In 1688 a ‘Mr John Bennet, a Dissenter’ was recommended as a Court candidate for Cambridgeshire in the projected parliamentary elections. There is, however, no evidence that John Bennet of Abington had any Nonconformist sympathies, though when he stood for election at Cambridge University at the 1690 election Bennet drew most of his votes from the University’s Whigs. When he finally entered the Commons in 1691, however, it was upon the interest of the non-juror Peter Legh† at Newton, Lancashire. Bennet’s brother Thomas had been rector of Winwick, the parish containing Newton, since 1689, and he had further links to the borough through his relationship to Arlington, a close friend of the recently deceased Member Sir John Chicheley. Shortly after Chicheley’s death Bennet wrote to the Tory Sir Richard Myddelton, 3rd Bt.*, asking him to intercede with Legh for his interest at the forthcoming by-election. Bennet pushed hard for Legh’s backing, and his supporters promoted him as the man to defeat Thomas Brotherton*, who had been challenging Legh for a seat at Newton since 1685. The 9th Earl of Derby’s approval clinched Legh’s support for Bennet, who took his seat on 29 Dec. 1691, having already been solicited for his interest in a legal dispute then before the Lords concerning Lancashire estates.

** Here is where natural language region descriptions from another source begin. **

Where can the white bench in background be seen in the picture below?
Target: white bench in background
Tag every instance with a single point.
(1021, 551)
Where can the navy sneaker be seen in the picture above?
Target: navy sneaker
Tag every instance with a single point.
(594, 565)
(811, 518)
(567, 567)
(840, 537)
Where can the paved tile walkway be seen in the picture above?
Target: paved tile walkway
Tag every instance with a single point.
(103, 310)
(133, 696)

He proved to be an inactive Member, and at the 1695 election was squeezed out of Newton by the obligations Peter Legh had incurred defending himself from the accusations of the Lancashire Plot (1693–4). Having left Parliament, he soon ran into money troubles. Despite gaining, upon the violent death of his wife’s mother in 1694, a third of his father-in-law’s estate, Bennet had over-extended himself when improving his Abington estates, and in 1697 the mortgages Bennet had taken out in 1690 were foreclosed upon and his Abington lands were seized. This appears to have dealt Bennet’s fortunes a mortal blow, and in 1712 he died in a debtor’s prison, leaving a single son who died without issue in 1720, and a wife who lived in St. Martin-in-the-Fields until her death in 1732, when she was buried in Westminster Abbey.3

Ref Volumes: 1690-1715

Authors: Eveline Cruickshanks / Richard Harrison

Notes

  • 1. VCH Cambs. vi. 5; HMC Ormonde n.s. vi. 190–1; Lipscomb, Bucks. ii. 529.
  • 2. VCH Cambs. 5, 9, 14–15; HMC Ormonde, 54–55, 190–1, 242–3, 251–2.
  • 3. Duckett, Penal Laws and Test Act (1883), 223; VCH Lancs. iii. 128; BL, Verney mss mic 636/45, John Verney* (Visct. Fermanagh) to Sir Ralph Verney, 1st Bt.†, 18 May 1692; Lyme Letters ed. Lady Newton, 20; NLW, Chirk Castle mss E1073, Bennet to Myddelton, 21 May 1691; John Rylands Univ. Lib. Manchester, Legh of Lyme mss corresp. Thomas† to Peter Legh, 24 May 1691, Derby to same, 2 June 1691, Thomas Hodgkinson to same, 22 Dec. 1691; Luttrell Diary, 94; Lipscomb, 529; VCH Cambs. 5; Westminster Abbey Reg. (Harl. Soc. x), 336.